If there were binary compatibility between modes, there would still be some things to think about. You'd have to make sure the code would fit, after the variables. You couldn't access any hub data from relative addresses, like you could in a normal hub-exec app. It would basically only work for certain routines that were not very data dependent. In my pondering, I've come to the conclusion that hub code and cog/lut code will do different things, typically, and not seek to run in both modes.
I'm not following the "You couldn't access any hub data from relative addresses" comment.
COG data is register address, and HUB arrays would have a absolute base, so I'm not sure where 'relative addresses' applies ?
If code cannot run in both modes, then HLL libraries will need to have both variants.
Will that be possible with a single source base, (eg conditional assembly) or does this force a move to two-source development ?
I think I generally agree with you, though I would maybe make a few crazy suggestions.
Instruction Addresses
$00000-$001FF : Cog (longs)
$00200-$003FF : LUT (longs)
$00400-$7FFFF : reserved (I would just map it back on the Cog/LUT instruction space for now)
$80000-$9FFFF : Hub (longs)
$A0000-$FFFFF : reserved (I would just map it back on the Hub instruction space for now)
Data Addresses
$00000000-$000001FF : Cog (512 longs)
$00000200-$000003FF : LUT (512 longs)
$00000400-$0007FFFF : reserved for per-cog expansion
$00080000-$000FFFFF : Hub (512K bytes)
$00100000-$FFFFFFFF : reserved for hub expansion
Additionally, I would change the ORGx directives to be LONG-oriented. All labels are long-oriented, unless qualified in some way (wrapped in {}, prefaced with "&", etc.) to indicate their byte value instead.

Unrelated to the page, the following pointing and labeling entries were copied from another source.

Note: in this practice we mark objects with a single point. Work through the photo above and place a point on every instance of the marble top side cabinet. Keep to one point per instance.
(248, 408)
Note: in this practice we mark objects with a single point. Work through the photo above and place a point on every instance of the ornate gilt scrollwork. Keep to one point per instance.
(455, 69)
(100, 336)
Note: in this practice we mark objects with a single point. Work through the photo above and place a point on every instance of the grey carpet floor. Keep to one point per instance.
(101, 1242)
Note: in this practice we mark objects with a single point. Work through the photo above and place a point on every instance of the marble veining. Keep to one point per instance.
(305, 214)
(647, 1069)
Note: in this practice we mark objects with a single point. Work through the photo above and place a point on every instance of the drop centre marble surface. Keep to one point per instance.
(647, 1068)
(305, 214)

I would also keep BYTE, WORD, and LONG aligned to natural boundaries (as on P1), then add a PBYTE, PWORD, and PLONG for packed data usage. Since the packed variants will only be useful in hub memory, their associated labels will always need to be qualified-to-byte-address.
Note: you may ask why I suggest moving the hub stuff to start at $80000 for both instructions and data. A couple reasons:
* First, most access to hub memory (anything over the first 512 bytes or instructions) is going to require greater-than-9-bit addresses, so you may as well take advantage of the address space (20-bit for instructions, 32-bit for data). This gives plenty of room to expand while still keeping the instruction and data address spaces flat.

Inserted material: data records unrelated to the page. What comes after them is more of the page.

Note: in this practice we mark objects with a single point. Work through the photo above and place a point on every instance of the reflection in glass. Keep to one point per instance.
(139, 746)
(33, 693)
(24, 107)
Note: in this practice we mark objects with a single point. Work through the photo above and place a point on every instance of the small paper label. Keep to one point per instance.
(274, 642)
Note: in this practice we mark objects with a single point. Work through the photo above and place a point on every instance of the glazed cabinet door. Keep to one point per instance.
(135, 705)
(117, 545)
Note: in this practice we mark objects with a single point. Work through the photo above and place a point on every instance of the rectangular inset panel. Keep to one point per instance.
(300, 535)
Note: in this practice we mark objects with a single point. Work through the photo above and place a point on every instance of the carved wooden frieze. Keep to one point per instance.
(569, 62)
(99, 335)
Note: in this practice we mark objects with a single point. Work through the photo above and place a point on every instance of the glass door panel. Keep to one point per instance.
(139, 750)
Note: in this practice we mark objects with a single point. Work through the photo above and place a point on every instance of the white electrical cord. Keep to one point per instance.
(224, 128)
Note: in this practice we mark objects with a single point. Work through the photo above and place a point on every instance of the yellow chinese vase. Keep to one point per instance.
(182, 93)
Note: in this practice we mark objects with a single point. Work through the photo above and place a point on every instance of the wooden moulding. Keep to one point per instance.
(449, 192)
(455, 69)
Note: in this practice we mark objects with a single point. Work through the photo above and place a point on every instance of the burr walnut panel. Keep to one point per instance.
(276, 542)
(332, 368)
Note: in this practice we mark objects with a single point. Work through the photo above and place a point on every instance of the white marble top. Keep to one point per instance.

* Second, now all of hub memory is executable.
* Third, this allows both instruction and data addressing to start at the same value ($80000). Of course, from there, you are dealing with longs (instructions addresses) or bytes (data addresses). To make conversion easy (for those times you need to treat instructions like data and vice versa), you could have two instructions HLTOB (hub long-to-byte) and HBTOL (hub byte-to-long), which basically does DATA_ADDR = ((INST_ADDR << 2) - $180000) and the inverse.

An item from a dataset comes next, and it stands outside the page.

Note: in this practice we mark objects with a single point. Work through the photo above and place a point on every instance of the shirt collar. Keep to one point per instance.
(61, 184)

A code example would look like:
dat
orgh $80000 ' any value below $80000 will not compile
init coginit #16, #init ' start the next cog (in hubexec mode)
jmp #init2 ' notice that init2 = $80002, but still works because jmp has 20-bit address field
'jmp @init2 ' relative address is in longs, so 20-bit address would be $00001
init2 mov ptrb, #{cog_code} ' cog_code = $80006 (longs), {cog_code} = $80018 (bytes)
setq #(x-cog_entry) ' x and cog_entry are longs, so simply subtraction for setq
rdlong cog_entry, ptrb
jmp #cog_entry ' cog_entry = $00008
cog_code
org 8 ' any value over $3FF will not compile
cog_entry
blink rep @:end, #0
cogid x
setb dirb, x
notb outb, x
add x, #16
shl x, #18
waitx x
:end
x res 1
In any case, I really think we should just go with only long aligned execution across all types.
I would even be fine with having hub access always be long oriented, and just have instructions for reading the proper bytes or words from a long address. So, for example, RDBYTE D,S,N where N is what byte to read from the hub address at S and place into D. This would be similar to the get/setbyte and get/setword instructions. In fact, we could even do the nibble versions if we wanted.
The more I think about this, the more I think it's the way to go. I hope Chip likes it.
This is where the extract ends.